BACKGROUND:
Auditors need to use a top-down approach to identify controls to test. This approach starts at the top of an organization (financial statements and entity-level controls) and helps to link the financial statements to significant accounts, relevant assertions, and major classes of transactions. Entity-level controls are included in the control environment or via monitoring components. Examples that have a pervasive effect on internal control include tone at the top, assignment of authority and responsibility, and corporate codes of conduct.
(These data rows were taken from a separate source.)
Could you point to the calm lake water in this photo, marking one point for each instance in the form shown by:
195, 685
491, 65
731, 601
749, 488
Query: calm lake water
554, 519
Haun CPA has been asked to do an integrated audit for Gemini Industries, a manufacturer of watches. During the course of their audit, Haun CPA auditors have noted various issues and items. They have observed the Gemini Company’s CEO walking around checking on production and productivity, as she is very concerned about meeting goals and output quantity, seemingly at any cost. Additionally, Haun CPA auditors noted that a new Gemini employee started in accounting during the course of the audit. The manager of the accounting staff asked the employee to sign a form stating that he had reviewed the code of conduct--and then indicated that they would "find" one for him to sign later. Also, Haun CPA auditors observed that in the board minutes, the Gemini IT chair indicated that many employees were collaborating on making changes to their internal software, and as such, their passwords have been removed for the interim until the changeover. The Haun CPA auditors discussed these items in their closing meeting.
1. What could the constant observation of production and productivity by the Gemini CEO indicate?
2. Why would the Haun CPA auditors be concerned about Gemini's HR policy regarding their code of conduct?
3. Why does Gemini's change of passwords in the IT department affect Haun CPA's audit?